We chose the path most taken (by travellers) and booked a two-days-one-night cruise, popularly known as junks. There are plenty of travel operators all over Hanoi offering tour packages ranging from a day trip and going up to a week at a variety of prices. Choosing the right tour can be a daunting task, especially with the internet throwing a plethora of options. We went for a mid-range junk ($85 per person) that had a promising itinerary and would group no more than 20 people.
As part of the pre-arranged tour, an air-conditioned bus arrived at 6 am to pick us up from the hotel and headed out of Hanoi’s old town, towards the port. Our cheerful tour guide narrated the folklore of Halong Bay which claims that when ancient Vietnam was being invaded, Mother Dragon (Vietnamese mythological character) came down on earth to help the locals. Along with her children, the dragon spewed large jades and emeralds across the sea. These solidified into limestone islands and islets of differing shapes and sizes, thereby creating a wall to ward off the enemy. The word Halong translates to ‘descending dragon’.
Away from the crowds
On reaching the port, we were quickly moved into our ship, a wooden junk named Moonlight. After a round of welcome drinks, we set sail and drifted through the stunning landscape that included 1,600 islands and limestone cliffs. As we took in the balmy breeze on the deck, we were glad to have escaped the hustle and bustle of the capital. An hour later, we sat down for lunch, which was an elaborate buffet ranging from Vietnamese cuisine to western dishes with special focus on seafood. We retired to our cabins to freshen up before heading to our first pit stop at Sung Sot Cave.

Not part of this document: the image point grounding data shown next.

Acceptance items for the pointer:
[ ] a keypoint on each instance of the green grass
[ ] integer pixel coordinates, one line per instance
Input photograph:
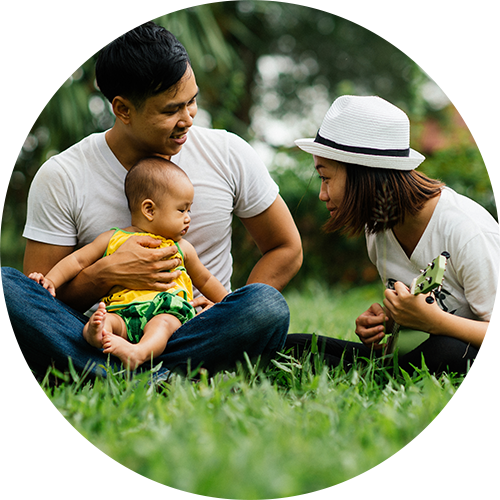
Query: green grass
(288, 433)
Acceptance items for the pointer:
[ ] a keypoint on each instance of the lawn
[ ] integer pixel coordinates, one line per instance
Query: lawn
(288, 433)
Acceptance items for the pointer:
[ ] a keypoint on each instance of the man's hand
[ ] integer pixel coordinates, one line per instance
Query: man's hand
(370, 326)
(202, 302)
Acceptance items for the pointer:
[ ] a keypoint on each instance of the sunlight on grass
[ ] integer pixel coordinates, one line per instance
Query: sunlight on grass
(288, 433)
(331, 312)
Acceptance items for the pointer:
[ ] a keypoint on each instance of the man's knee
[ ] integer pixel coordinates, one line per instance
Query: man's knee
(265, 304)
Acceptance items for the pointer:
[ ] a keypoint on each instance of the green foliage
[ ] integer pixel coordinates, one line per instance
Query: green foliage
(471, 171)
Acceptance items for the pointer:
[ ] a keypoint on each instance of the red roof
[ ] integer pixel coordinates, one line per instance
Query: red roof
(476, 122)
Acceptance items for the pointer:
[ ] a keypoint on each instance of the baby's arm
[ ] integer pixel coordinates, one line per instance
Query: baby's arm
(44, 281)
(201, 277)
(66, 269)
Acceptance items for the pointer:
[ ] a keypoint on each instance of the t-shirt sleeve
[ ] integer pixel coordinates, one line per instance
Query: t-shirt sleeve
(255, 190)
(50, 211)
(479, 271)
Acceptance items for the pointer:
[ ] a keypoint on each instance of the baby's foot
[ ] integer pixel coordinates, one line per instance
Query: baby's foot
(129, 354)
(92, 331)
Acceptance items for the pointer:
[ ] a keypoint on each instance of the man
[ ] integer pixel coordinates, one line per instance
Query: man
(146, 75)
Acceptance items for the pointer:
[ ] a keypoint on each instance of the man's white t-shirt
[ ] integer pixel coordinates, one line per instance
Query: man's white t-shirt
(78, 194)
(471, 236)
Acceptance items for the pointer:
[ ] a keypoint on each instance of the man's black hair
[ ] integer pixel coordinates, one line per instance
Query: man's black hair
(141, 62)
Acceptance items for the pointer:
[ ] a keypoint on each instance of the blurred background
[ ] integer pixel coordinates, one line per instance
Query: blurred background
(268, 70)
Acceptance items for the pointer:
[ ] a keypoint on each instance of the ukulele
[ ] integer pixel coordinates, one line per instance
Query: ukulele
(430, 279)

Sung Sot (translated as surprising ) Cave has two chambers and has been beautifully decorated with colourful lights. Our guide walked us through the different chambers and showed us the different rock formations inside the grotto. Interestingly, each of them has acquired an animal shape and added to the cave’s grandeur.
We returned to the boat only to be spirited away for our next excursion. Even though the itinerary was chockablock with activities such as cave exploring, riding bamboo boats, visiting floating villages, kayaking, swimming, tai chi lessons and cooking classes spread over the two days, one could always choose to opt out and remain on the boat. We were ferried to another location where we could swim or kayak. We chose to kayak and were swiftly allotted a canoe.
Armed with a life-jacket and wooden oar, we plunged into the emerald waters and glided past isolated caves, small beaches and steep cliffs. As we rowed further away from the main boat, the silence hit us. All we could hear was a birdsong and our oars gently gliding through the cool water. The experience was not only unique but the high point of our trip. Exhausted from rowing, we returned to the boat for a round of refreshments. Our ship dropped anchor for the night at a cove.
The next day started with tai chi lessons, which were calming and restorative. Later, we visited a pearl farm followed by a floating village. The boat houses not only looked idyllic but were inhabited by local fruit and vegetable sellers. Some of these houses were kept afloat using bamboos, while some used barrels of air. The concluding activity on the trip was a cooking class on the famous Vietnamese spring rolls.
While the last day didn’t turn out to be as exciting, our trip ended with one last magnificent view of the bay as we sailed back to the mainland and bid bittersweet goodbyes with fellow travellers with whom we’d forged a communal bond.